The first group saw massive job losses and generally severe declines in both their housing markets and GDP during the recession. These include states hit particularly hard by the collapse of the housing market, such as Arizona, Nevada, and Florida, and states that have struggled for years because of their reliance on the contracting manufacturing sector, such as Michigan and Ohio. In this first group, the unemployment rate has improved substantially, but still remains well above the national rate.
In states such as Indiana, which belongs to the first group, there appears to be evidence of a recovery, but the data should be examined carefully. While the jobless rate is down by nearly three percentage points from its worst level, this is due as much to people giving up looking for work or retiring as it is to new jobs.
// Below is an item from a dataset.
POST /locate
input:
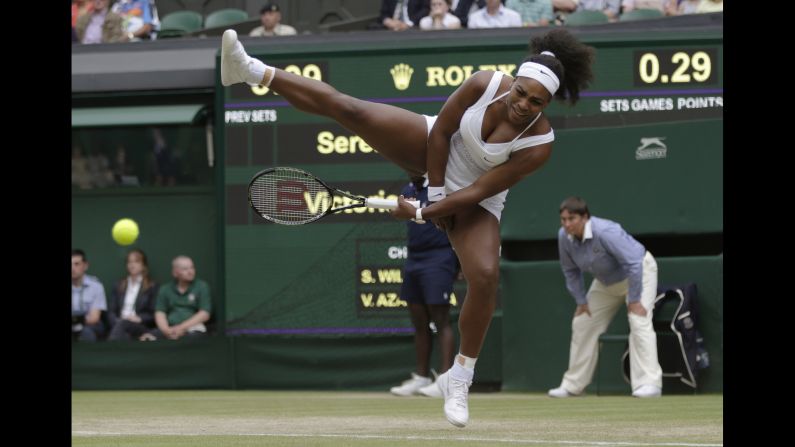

In states such as Michigan, which had the highest unemployment rate in the country during the recession, there is evidence of a true recovery. The state was in the top 10 for GDP growth in each of the past two years and “has seen an increase in manufacturing employment over the year,” Bureau of Labor Statistics Chief Economist Martin Kohli told 24/7 Wall St. The real rebound in the automobile industry, Kohli added, “has made Michigan’s recovery stronger than it might otherwise have been.”
The second group of states were barely hit by the recession. They include North Dakota and Wyoming, which were bolstered by a strong energy sector when other state economies were failing. These states’ unemployment rates have hardly increased, and North Dakota’s has even returned to its prerecession level. While some of these states are ranked lower on our list, this is because the unemployment rate had to drop relatively little to get close to prerecession levels.
The final group of states have been unable to show any meaningful recovery. These states, which include New York, New Jersey, and Connecticut, all saw unemployment rise above 9%. However, unlike Michigan and Ohio, which have seen substantial declines in unemployment recently, the economies of these states continues to flounder. New York and New Jersey’s unemployment rates were actually increasing for much of 2012, even as the national unemployment rate was falling.
Kohli explained that each of these states have failed to recover for different reasons. In the case of New Jersey, the casino industry in Atlantic City, which is a big part of the state’s economy, was badly damaged by the recession and continues to struggle. And Superstorm Sandy will probably only make matters worse in the long run.
Based on monthly unemployment data reported by the BLS, 24/7 Wall St. reviewed the recovery progress in each of the 50 states. Each state is ranked by the percentage point decline from its highest unemployment rate during the recession. We also reviewed, by state, the number of employed and unemployed people in the labor force, as well as the change in average weekly earnings by state between November 2007 and October 2012. In addition to BLS data, 24/7 Wall St. reviewed home price change and projection data from Fiserv as of the second quarter of 2012. From the U.S. Census Bureau, we reviewed income and poverty data. We also reviewed gross domestic product change by state for each year during the recession from the Bureau of Economic Analysis, the most recent being 2011.